Bei einem Zeltfest habe sich der 21-Jährige insofern öffentlich wiederbetätigt, als er aus dem geöffneten Autofenster in hoher Lautstärke abgespielte NS-Lieder schallen ließ. Seine nationalsozialistische Gesinnung habe er zur Schau gestellt, indem er an seinem Wohnungsfenster in Wiener Neustadt NS-Devotionalien (Hakenkreuzfahne und Hitler-Büste) zur Schau stellte. Der Zweitangeklagte (38), der sich nicht schuldig bekannte, habe ein Hakenkreuz an eine Bahnunterführung in Wiener Neustadt gesprayt und den Erstangeklagten bei NVP-Treffen "propagandistisch für Passanten wahrnehmbar" mit dem Hitler-Gruß begrüßt.

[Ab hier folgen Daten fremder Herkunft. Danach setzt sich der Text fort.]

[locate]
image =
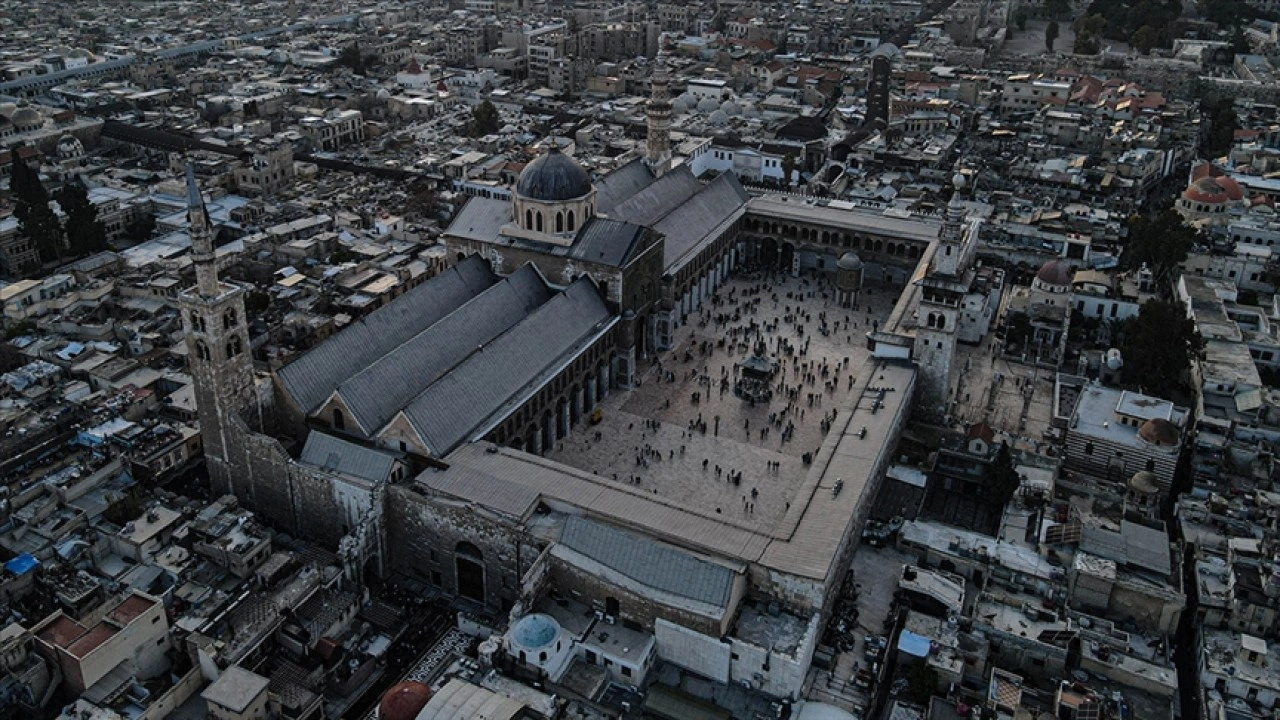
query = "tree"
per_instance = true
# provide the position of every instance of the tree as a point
(1157, 346)
(1002, 478)
(36, 219)
(1160, 242)
(141, 228)
(1144, 39)
(1051, 35)
(1057, 8)
(1223, 122)
(1086, 44)
(484, 119)
(85, 232)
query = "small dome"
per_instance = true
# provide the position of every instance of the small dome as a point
(1144, 482)
(1214, 191)
(1056, 273)
(535, 630)
(27, 118)
(849, 261)
(69, 146)
(403, 701)
(1159, 432)
(553, 177)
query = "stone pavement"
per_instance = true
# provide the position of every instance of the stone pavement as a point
(662, 424)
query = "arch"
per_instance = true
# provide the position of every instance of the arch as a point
(470, 574)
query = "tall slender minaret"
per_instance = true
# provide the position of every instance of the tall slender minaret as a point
(218, 351)
(658, 109)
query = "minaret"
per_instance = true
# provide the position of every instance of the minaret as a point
(658, 109)
(218, 355)
(947, 259)
(201, 238)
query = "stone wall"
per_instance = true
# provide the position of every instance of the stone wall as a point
(424, 534)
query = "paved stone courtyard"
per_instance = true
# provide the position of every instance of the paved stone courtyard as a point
(654, 437)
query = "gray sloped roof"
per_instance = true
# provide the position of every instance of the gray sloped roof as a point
(604, 241)
(375, 393)
(312, 377)
(694, 219)
(616, 187)
(496, 376)
(337, 455)
(480, 218)
(649, 563)
(659, 199)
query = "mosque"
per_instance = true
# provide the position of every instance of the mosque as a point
(412, 442)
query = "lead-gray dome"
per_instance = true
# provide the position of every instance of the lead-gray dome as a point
(552, 178)
(849, 261)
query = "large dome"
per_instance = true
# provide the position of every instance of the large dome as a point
(403, 701)
(553, 177)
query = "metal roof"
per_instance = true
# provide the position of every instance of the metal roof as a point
(311, 378)
(378, 392)
(622, 183)
(337, 455)
(496, 378)
(698, 218)
(657, 565)
(607, 242)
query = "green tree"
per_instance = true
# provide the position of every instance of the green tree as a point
(141, 228)
(1144, 39)
(36, 219)
(1160, 242)
(1221, 122)
(1157, 346)
(1002, 479)
(484, 119)
(85, 232)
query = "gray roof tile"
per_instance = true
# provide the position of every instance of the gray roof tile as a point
(312, 377)
(657, 565)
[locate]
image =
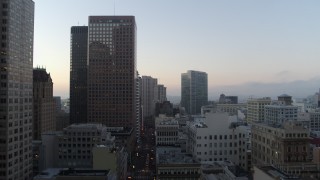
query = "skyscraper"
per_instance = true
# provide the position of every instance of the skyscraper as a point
(148, 95)
(78, 74)
(112, 71)
(194, 91)
(44, 106)
(161, 93)
(16, 54)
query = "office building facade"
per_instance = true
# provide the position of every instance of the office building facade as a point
(112, 71)
(161, 93)
(16, 55)
(44, 106)
(255, 109)
(148, 95)
(194, 91)
(78, 74)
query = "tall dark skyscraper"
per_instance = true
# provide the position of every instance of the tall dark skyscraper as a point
(78, 74)
(44, 106)
(16, 54)
(112, 75)
(194, 91)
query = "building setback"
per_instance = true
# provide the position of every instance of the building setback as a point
(16, 58)
(194, 91)
(112, 71)
(44, 107)
(78, 74)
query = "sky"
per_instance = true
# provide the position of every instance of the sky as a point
(248, 48)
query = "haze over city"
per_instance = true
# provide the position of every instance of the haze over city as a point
(248, 48)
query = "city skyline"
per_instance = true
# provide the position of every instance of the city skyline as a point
(247, 48)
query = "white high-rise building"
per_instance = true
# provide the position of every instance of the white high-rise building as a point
(16, 55)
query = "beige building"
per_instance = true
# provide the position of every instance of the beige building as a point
(255, 109)
(166, 131)
(72, 147)
(114, 160)
(219, 138)
(231, 109)
(174, 165)
(285, 147)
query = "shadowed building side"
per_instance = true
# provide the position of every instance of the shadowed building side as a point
(78, 74)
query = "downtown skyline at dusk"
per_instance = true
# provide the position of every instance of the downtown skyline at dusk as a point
(247, 48)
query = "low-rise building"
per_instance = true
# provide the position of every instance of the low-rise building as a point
(173, 164)
(217, 139)
(166, 132)
(285, 147)
(72, 147)
(255, 109)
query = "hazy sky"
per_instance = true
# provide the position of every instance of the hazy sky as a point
(239, 43)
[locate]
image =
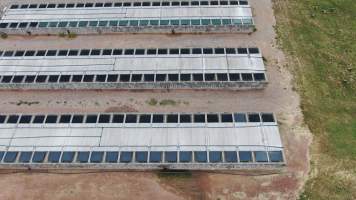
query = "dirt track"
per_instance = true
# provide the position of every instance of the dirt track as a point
(278, 97)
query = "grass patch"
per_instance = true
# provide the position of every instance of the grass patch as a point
(3, 35)
(62, 34)
(167, 102)
(319, 36)
(152, 102)
(72, 35)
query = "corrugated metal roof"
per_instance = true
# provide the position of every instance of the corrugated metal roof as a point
(18, 15)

Verteidiger spricht von "menschlicher Tragödie"

Verteidiger Hans Peter Kandler sprach von einer menschlichen Tragödie. Sein - aus einem zerrütteten Elternhaus stammender - Mandant habe den falschen Halt gesucht. Nach dem ersten Verfahren habe ihn ein hervorragender Bewährungshelfer "wieder zurückgebracht", er sei "geläutert" gewesen - aber "zu schwach", nachdem ihn immer wieder NVP-Mitglieder kontaktiert hätten. An den Vorfall im Lokal könne er sich aufgrund seines betrunkenen Zustandes nicht erinnern.

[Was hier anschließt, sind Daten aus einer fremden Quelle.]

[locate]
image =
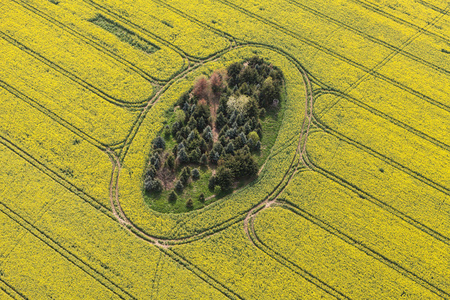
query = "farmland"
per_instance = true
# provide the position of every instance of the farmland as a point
(352, 201)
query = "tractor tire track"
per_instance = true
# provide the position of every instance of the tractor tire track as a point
(69, 75)
(399, 20)
(364, 248)
(92, 43)
(369, 37)
(68, 255)
(35, 104)
(386, 117)
(382, 157)
(338, 56)
(382, 63)
(10, 290)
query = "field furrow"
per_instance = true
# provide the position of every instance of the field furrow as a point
(390, 141)
(252, 274)
(397, 103)
(55, 93)
(37, 270)
(54, 146)
(7, 291)
(373, 230)
(74, 229)
(280, 160)
(76, 19)
(380, 180)
(154, 18)
(343, 266)
(74, 55)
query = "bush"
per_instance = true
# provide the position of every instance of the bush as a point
(153, 185)
(224, 178)
(185, 175)
(170, 162)
(203, 159)
(182, 156)
(212, 183)
(179, 186)
(201, 198)
(254, 136)
(195, 174)
(172, 197)
(190, 203)
(180, 116)
(159, 143)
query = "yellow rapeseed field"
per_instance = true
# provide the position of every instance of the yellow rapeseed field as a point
(52, 43)
(353, 201)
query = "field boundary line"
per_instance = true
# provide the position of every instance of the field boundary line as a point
(362, 247)
(338, 56)
(67, 74)
(90, 42)
(368, 36)
(68, 255)
(387, 117)
(10, 290)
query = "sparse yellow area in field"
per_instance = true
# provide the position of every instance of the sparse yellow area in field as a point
(51, 42)
(75, 15)
(353, 201)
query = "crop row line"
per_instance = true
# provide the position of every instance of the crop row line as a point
(33, 103)
(388, 118)
(115, 203)
(337, 55)
(369, 37)
(315, 280)
(161, 245)
(53, 244)
(383, 62)
(380, 156)
(201, 274)
(10, 290)
(373, 199)
(192, 19)
(398, 20)
(143, 31)
(68, 255)
(364, 248)
(67, 74)
(90, 42)
(56, 177)
(429, 5)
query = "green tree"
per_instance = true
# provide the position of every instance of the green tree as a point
(172, 197)
(201, 198)
(224, 178)
(159, 143)
(190, 203)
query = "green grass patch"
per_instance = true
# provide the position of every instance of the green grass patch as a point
(124, 34)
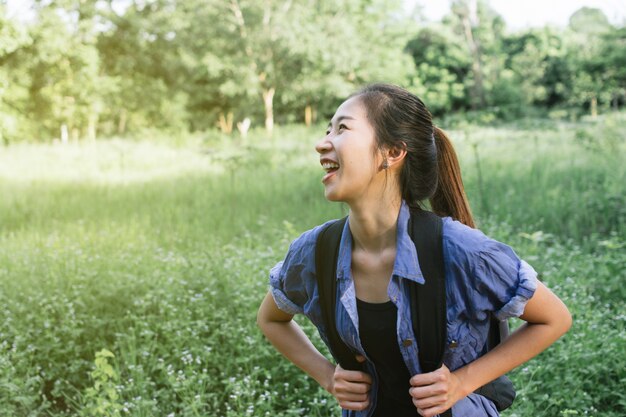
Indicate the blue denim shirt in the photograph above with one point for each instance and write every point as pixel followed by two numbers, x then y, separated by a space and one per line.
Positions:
pixel 482 276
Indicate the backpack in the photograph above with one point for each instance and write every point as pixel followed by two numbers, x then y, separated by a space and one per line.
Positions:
pixel 428 302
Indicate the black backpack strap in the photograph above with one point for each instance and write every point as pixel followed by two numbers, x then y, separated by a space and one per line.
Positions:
pixel 326 255
pixel 428 308
pixel 428 301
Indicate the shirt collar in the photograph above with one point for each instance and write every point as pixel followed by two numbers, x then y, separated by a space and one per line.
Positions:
pixel 405 264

Nachdem er mit dem Verbotsgesetz in Konflikt geraten war, habe er versucht ein neues Leben anzufangen, beteuerte der Angeklagte. Er sei aber ständig von Bekannten aus der rechten Szene kontaktiert worden - aus Sicht von Richter Hubert Zak angesichts der Funktion des Beschuldigten innerhalb der NVP nicht verwunderlich. Seit November 2009 befindet sich der 21-Jährige, der in der Folge aus der NVP austrat, in Untersuchungshaft. (APA)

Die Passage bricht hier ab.